Hypothesis Testing in Public Health
Biostatistics is an essential skill for every public health researcher because it provides a set of precise methods for extracting meaningful conclusions from data. In this second course of the Biostatistics in Public Health Specialization, you'll learn to evaluate sample variability and apply statistical hypothesis testing methods. Along the way, you'll perform calculations and interpret real-world data from the published scientific literature. Topics include sample statistics, the central limit theorem, confidence intervals, hypothesis testing, and p values.
Sampling Distributions and Standard Errors
-Within module one, you will learn about sample statistics, sampling distribution, and the central limit theorem. You will have the opportunity to test your knowledge with a practice quiz and, then, apply what you learned to the graded quiz.
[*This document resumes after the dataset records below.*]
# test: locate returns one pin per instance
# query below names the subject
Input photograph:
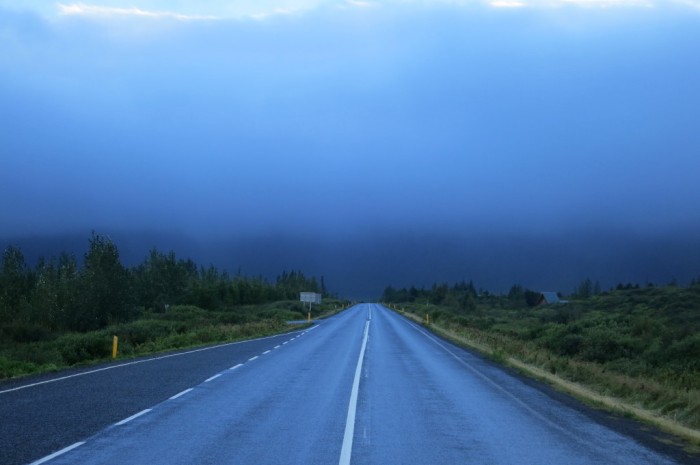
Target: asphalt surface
(364, 387)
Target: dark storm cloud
(357, 132)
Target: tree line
(60, 295)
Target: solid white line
(132, 417)
(181, 394)
(346, 450)
(490, 381)
(56, 454)
(112, 367)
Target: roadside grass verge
(673, 409)
(180, 327)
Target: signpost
(311, 298)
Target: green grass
(639, 346)
(180, 327)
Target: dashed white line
(112, 367)
(133, 417)
(181, 394)
(56, 454)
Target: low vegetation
(59, 315)
(640, 345)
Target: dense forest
(61, 312)
(636, 342)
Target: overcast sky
(403, 123)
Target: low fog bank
(360, 267)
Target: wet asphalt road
(310, 398)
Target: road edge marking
(181, 394)
(56, 454)
(132, 417)
(154, 359)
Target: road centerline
(346, 450)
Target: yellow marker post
(115, 345)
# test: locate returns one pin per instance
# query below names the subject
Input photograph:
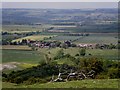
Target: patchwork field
(21, 28)
(107, 54)
(35, 37)
(98, 83)
(99, 38)
(21, 56)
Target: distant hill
(101, 19)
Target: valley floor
(91, 83)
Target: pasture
(90, 83)
(35, 37)
(22, 28)
(64, 38)
(24, 56)
(106, 53)
(102, 38)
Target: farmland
(21, 56)
(35, 37)
(24, 54)
(103, 83)
(39, 45)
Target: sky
(59, 5)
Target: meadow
(102, 38)
(35, 37)
(21, 28)
(24, 56)
(98, 83)
(107, 53)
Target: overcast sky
(60, 5)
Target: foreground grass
(98, 83)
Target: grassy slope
(103, 83)
(21, 56)
(34, 37)
(109, 54)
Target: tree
(82, 52)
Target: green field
(64, 38)
(22, 28)
(107, 53)
(21, 56)
(35, 37)
(98, 83)
(101, 38)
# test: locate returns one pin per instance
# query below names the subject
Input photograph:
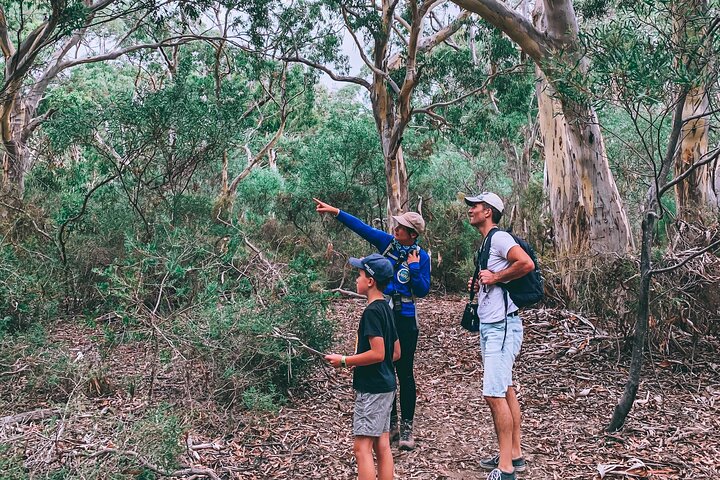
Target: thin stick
(277, 333)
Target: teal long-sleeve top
(410, 279)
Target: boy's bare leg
(514, 405)
(362, 448)
(503, 420)
(386, 466)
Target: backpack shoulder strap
(485, 249)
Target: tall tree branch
(330, 73)
(518, 28)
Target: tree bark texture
(697, 193)
(641, 325)
(587, 211)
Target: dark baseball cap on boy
(376, 266)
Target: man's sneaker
(492, 463)
(407, 442)
(498, 474)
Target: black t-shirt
(376, 321)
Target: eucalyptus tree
(586, 207)
(656, 61)
(693, 32)
(41, 41)
(394, 40)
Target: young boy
(377, 347)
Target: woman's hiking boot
(498, 474)
(407, 442)
(493, 462)
(394, 430)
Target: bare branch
(715, 244)
(6, 44)
(688, 172)
(518, 28)
(364, 57)
(330, 73)
(36, 122)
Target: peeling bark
(697, 193)
(588, 214)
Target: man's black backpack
(524, 291)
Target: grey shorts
(372, 413)
(498, 360)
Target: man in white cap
(501, 332)
(411, 265)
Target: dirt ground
(569, 376)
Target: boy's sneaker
(394, 430)
(498, 474)
(492, 463)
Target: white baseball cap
(486, 197)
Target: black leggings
(408, 335)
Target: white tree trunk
(697, 193)
(587, 211)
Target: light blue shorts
(498, 360)
(372, 413)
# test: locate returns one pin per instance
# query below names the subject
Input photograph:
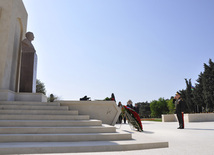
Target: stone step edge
(75, 137)
(78, 147)
(10, 111)
(58, 130)
(28, 103)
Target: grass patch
(152, 119)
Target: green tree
(40, 87)
(158, 107)
(144, 109)
(208, 86)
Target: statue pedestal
(28, 72)
(8, 95)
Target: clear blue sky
(137, 49)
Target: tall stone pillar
(28, 65)
(13, 23)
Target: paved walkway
(195, 139)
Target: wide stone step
(74, 147)
(64, 137)
(31, 107)
(57, 130)
(29, 103)
(44, 117)
(40, 112)
(49, 123)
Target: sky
(137, 49)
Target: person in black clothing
(179, 104)
(136, 108)
(129, 104)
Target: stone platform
(38, 127)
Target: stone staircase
(36, 127)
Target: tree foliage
(158, 107)
(200, 98)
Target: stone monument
(13, 25)
(28, 65)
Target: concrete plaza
(196, 139)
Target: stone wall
(106, 111)
(13, 24)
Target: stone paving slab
(195, 139)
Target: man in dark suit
(179, 104)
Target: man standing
(179, 104)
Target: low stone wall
(197, 117)
(169, 118)
(106, 111)
(8, 95)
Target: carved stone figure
(28, 65)
(27, 46)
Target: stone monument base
(8, 95)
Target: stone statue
(28, 65)
(27, 46)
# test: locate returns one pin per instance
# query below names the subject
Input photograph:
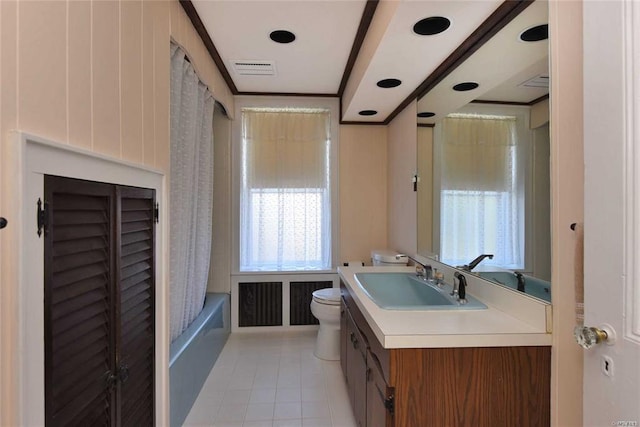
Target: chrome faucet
(461, 289)
(520, 278)
(423, 271)
(475, 262)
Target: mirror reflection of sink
(405, 291)
(532, 286)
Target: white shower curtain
(191, 190)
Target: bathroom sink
(405, 291)
(532, 285)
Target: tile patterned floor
(274, 380)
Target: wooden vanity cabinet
(463, 386)
(356, 371)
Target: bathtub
(193, 354)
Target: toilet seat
(328, 296)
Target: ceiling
(344, 48)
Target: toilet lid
(327, 296)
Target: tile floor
(274, 380)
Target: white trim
(632, 171)
(30, 158)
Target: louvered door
(99, 304)
(79, 306)
(136, 270)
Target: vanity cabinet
(356, 371)
(462, 386)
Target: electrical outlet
(606, 364)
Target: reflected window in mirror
(481, 161)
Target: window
(481, 190)
(285, 190)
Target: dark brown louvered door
(79, 333)
(136, 268)
(99, 304)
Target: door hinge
(42, 217)
(389, 403)
(110, 380)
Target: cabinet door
(380, 397)
(357, 372)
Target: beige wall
(220, 268)
(402, 209)
(424, 219)
(363, 191)
(95, 75)
(567, 201)
(539, 114)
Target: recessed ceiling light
(282, 36)
(535, 34)
(387, 83)
(463, 87)
(432, 25)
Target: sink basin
(405, 291)
(532, 286)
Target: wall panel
(363, 191)
(131, 80)
(42, 106)
(402, 165)
(148, 94)
(106, 77)
(79, 78)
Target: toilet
(325, 306)
(388, 258)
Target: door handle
(589, 336)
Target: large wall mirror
(483, 160)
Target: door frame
(29, 158)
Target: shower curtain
(190, 194)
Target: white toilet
(388, 258)
(325, 306)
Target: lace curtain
(191, 187)
(479, 191)
(285, 220)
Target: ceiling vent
(254, 68)
(540, 81)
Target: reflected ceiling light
(387, 83)
(463, 87)
(535, 34)
(282, 36)
(432, 25)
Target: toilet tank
(389, 258)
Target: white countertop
(440, 329)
Confidence Intervals for Single Population Parameters
-Module two builds upon previous materials to discuss confidence intervals, the need for ample sizes of data, and ways to get around the need for ample sizes of data. The practice quiz helps you prepare for the graded quiz.
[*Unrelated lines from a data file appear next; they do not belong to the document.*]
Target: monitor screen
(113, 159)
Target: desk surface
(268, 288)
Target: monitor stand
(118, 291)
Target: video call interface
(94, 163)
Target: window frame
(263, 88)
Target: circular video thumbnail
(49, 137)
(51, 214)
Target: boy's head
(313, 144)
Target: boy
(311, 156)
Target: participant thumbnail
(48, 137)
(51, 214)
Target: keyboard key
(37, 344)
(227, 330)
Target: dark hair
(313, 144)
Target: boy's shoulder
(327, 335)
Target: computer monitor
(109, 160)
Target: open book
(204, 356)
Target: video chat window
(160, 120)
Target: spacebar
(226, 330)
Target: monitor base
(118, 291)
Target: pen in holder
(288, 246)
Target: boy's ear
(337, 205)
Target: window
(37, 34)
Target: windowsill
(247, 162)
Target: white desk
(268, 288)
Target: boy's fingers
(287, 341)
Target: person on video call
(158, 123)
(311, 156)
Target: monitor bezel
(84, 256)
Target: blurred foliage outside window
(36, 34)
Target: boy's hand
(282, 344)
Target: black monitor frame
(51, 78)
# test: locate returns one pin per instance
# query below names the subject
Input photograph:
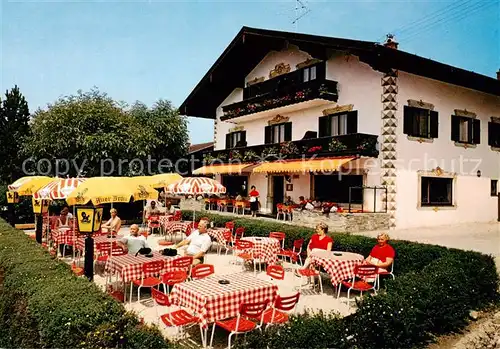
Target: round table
(265, 248)
(339, 265)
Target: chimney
(390, 42)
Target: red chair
(169, 279)
(202, 271)
(182, 263)
(294, 253)
(309, 273)
(228, 241)
(279, 236)
(103, 251)
(150, 273)
(244, 250)
(153, 223)
(361, 280)
(276, 272)
(242, 323)
(277, 313)
(230, 225)
(178, 318)
(240, 231)
(177, 216)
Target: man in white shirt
(198, 243)
(134, 242)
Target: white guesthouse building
(303, 115)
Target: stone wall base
(343, 222)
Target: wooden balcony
(356, 144)
(281, 96)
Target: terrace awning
(222, 169)
(314, 165)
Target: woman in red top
(382, 254)
(319, 241)
(254, 200)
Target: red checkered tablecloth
(174, 226)
(165, 219)
(80, 242)
(62, 236)
(218, 234)
(130, 267)
(213, 301)
(265, 249)
(338, 267)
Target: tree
(162, 133)
(14, 129)
(90, 134)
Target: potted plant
(336, 145)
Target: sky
(150, 50)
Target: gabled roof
(250, 46)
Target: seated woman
(382, 254)
(114, 224)
(63, 221)
(319, 241)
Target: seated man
(134, 242)
(198, 243)
(382, 254)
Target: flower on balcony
(250, 156)
(336, 145)
(315, 149)
(368, 143)
(208, 158)
(269, 152)
(300, 94)
(235, 155)
(288, 148)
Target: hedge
(434, 290)
(43, 305)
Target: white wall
(472, 194)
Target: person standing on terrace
(254, 200)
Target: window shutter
(267, 134)
(493, 134)
(455, 128)
(352, 122)
(409, 119)
(288, 131)
(324, 127)
(434, 124)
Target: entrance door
(278, 191)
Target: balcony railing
(356, 144)
(282, 96)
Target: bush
(43, 305)
(434, 290)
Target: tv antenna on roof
(301, 10)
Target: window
(278, 133)
(236, 139)
(338, 124)
(494, 187)
(422, 123)
(436, 191)
(309, 73)
(494, 134)
(465, 130)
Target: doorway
(278, 191)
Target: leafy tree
(90, 134)
(14, 129)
Confidence Intervals for Population Comparison Measures
-Within module three, confidence intervals are discussed at length and ratios are discussed again. Aside from the lectures, you will also be completing a practice quiz and graded quiz.
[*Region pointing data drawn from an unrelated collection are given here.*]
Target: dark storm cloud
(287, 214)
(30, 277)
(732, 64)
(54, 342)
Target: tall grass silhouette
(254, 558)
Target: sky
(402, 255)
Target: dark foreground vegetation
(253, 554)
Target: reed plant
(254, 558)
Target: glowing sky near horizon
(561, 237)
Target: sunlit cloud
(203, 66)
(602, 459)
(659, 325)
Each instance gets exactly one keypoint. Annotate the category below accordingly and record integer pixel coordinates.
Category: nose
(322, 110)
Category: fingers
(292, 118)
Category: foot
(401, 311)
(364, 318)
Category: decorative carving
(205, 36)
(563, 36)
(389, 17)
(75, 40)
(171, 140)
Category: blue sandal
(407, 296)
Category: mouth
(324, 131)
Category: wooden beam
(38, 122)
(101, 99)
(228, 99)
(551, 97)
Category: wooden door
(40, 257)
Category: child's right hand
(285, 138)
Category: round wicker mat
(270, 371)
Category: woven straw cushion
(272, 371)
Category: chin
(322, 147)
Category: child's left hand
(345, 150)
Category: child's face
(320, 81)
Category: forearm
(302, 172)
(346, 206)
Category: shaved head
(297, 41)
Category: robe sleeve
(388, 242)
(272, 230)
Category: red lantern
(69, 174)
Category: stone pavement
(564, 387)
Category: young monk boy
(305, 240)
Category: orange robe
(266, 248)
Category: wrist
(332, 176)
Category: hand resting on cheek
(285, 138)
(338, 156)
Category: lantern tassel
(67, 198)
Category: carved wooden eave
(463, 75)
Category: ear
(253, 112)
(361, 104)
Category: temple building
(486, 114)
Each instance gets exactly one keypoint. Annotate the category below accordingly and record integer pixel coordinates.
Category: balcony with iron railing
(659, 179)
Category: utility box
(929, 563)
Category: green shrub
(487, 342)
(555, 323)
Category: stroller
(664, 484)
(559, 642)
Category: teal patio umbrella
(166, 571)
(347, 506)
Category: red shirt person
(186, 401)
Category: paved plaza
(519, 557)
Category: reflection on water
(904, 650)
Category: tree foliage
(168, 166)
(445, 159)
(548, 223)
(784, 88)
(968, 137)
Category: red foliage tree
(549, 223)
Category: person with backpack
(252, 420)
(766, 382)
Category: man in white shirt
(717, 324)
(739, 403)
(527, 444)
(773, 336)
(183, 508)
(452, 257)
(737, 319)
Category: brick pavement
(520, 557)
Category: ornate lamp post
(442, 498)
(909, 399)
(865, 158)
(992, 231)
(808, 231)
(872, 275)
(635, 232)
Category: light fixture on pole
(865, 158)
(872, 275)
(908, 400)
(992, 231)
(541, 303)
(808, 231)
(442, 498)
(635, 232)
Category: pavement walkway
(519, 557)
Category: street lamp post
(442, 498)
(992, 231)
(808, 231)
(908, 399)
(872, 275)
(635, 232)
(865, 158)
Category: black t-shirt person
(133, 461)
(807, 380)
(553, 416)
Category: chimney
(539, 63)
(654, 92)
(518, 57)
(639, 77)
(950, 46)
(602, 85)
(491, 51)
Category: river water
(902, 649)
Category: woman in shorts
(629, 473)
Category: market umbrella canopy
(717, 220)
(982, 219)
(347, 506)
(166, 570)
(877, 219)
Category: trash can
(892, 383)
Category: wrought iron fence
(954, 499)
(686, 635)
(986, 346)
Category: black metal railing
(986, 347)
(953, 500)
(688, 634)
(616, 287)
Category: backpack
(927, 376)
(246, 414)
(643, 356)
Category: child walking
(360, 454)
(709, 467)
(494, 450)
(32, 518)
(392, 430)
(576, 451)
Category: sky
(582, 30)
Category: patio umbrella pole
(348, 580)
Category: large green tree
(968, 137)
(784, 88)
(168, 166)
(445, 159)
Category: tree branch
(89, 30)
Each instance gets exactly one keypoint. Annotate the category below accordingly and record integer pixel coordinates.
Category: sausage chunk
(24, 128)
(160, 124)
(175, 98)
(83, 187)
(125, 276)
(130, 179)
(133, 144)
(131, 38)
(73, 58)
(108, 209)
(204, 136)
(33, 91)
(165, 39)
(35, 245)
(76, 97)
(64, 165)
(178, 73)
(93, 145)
Two-Group Hypothesis Testing: The General Concept and Comparing Means
-Within module four, you will look at statistical hypothesis tests, confidence intervals, and p-value. There is a practice quiz to prepare you for the graded quiz.
Hypothesis Testing (Comparing Proportions and Incidence Rates Between Two Populations) & Extended Hypothesis Testing
-During this module, you get the chance to demonstrate what you've learned by putting yourself in the shoes of biostatistical consultant on two different studies, one about asthma medication and the other about self-administration of injectable contraception. The two research teams have asked you to help them interpret previously published results in order to inform the planning of their own studies. If you've already taken the Summarization and Measurement course, then this scenario will be familiar.